Ein Balkan-Team droht
Das erste Spiel ist Serbien gegen Costa Rica, zunächst möchte ich kneifen, doch dann reizt mich der Vergleich Europa gegen Lateinamerika doch wieder. Im Nebenzimmer lasse ich Gun Club, Las Vegas Story laufen. Das Kind entdeckt die verschiedenen Schalter des Verstärkers , ich muss mehrfach nach der Ursache der plötzlich aussetzenden Musik forschen. Meine Lebensgefährtin (im Folgenden: MM) wechselt von ihrem Bett in mein Bett, das Kind braucht schließlich seinen Mittagsschlaf, und ich kann mich ganz dem Spiel widmen, in dem Torwart Navas, immerhin die Nummer 1 von Real Madrid, einige ganz gute Chancen der Serben zunichte macht.
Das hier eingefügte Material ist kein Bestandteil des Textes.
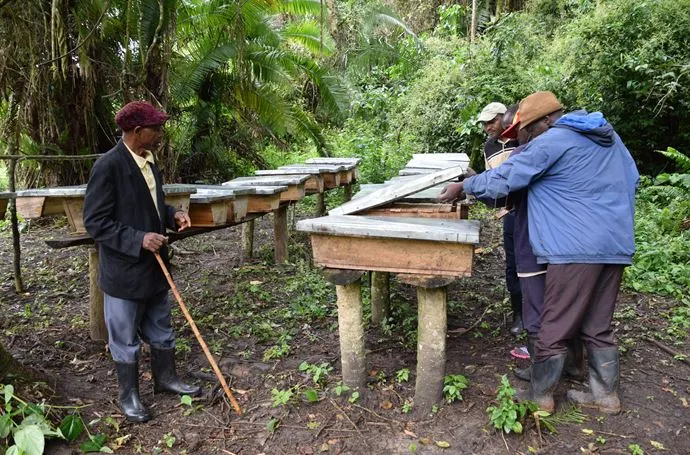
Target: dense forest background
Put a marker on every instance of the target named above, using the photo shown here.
(258, 83)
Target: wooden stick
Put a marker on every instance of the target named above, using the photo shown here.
(201, 341)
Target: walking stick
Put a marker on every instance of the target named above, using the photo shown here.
(192, 324)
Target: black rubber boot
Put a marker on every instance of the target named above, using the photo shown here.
(604, 370)
(545, 377)
(525, 374)
(516, 304)
(165, 377)
(128, 382)
(575, 361)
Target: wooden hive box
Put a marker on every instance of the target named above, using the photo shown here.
(390, 244)
(296, 184)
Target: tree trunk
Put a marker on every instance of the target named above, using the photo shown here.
(12, 129)
(473, 25)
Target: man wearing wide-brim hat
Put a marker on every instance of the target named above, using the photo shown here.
(581, 182)
(125, 213)
(496, 150)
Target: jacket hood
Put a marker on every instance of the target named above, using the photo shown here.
(591, 125)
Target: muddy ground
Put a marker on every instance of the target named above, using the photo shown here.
(262, 321)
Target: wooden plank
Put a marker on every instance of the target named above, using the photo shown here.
(393, 192)
(422, 210)
(443, 156)
(451, 231)
(263, 203)
(237, 211)
(74, 209)
(208, 214)
(393, 255)
(334, 160)
(314, 185)
(270, 180)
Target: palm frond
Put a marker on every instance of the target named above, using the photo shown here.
(681, 160)
(304, 123)
(308, 35)
(386, 17)
(301, 7)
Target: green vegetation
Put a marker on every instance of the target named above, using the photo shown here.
(508, 415)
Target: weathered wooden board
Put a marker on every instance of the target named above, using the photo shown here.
(334, 160)
(460, 231)
(295, 184)
(263, 203)
(315, 183)
(396, 255)
(392, 192)
(443, 156)
(421, 210)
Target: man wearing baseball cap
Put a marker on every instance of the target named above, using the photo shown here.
(497, 150)
(126, 215)
(581, 182)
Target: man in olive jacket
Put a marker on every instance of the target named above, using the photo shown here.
(125, 213)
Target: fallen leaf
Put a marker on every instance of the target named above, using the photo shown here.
(657, 445)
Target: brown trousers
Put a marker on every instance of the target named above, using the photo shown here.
(578, 302)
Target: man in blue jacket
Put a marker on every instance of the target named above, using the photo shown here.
(581, 182)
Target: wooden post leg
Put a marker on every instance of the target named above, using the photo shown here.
(321, 204)
(280, 234)
(380, 297)
(431, 347)
(247, 240)
(347, 192)
(97, 328)
(351, 332)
In der Pause schlafen MM und das Kind bereits tief und fest, ich lege eine Platte von Spaceman 3 auf, Sonic Boom, und genieße den ungestörten Musikgenuss. Interessiert schaue ich nach, wie es denn eigentlich mit dem deutschen Team weitergeht, wenn es nach der Gruppe überhaupt weitergeht. Das könnte tatsächlich Serbien sein, unangenehmer Gegner. Deutschlands Niederlagen gegen Balkan-Teams, eine Geschichte für sich. WM 1994, Viertelfinal-Aus gegen Bulgarien. Vier Jahre später, wieder Viertelfinale, diesmal die Klatsche gegen Kroatien. EM 2000, gerade mal 1:1 gegen Rumänien, 2008 bei der EM eine Niederlage gegen Kroatien in der Gruppe wie auch bei der WM 2010 gegen Serbien.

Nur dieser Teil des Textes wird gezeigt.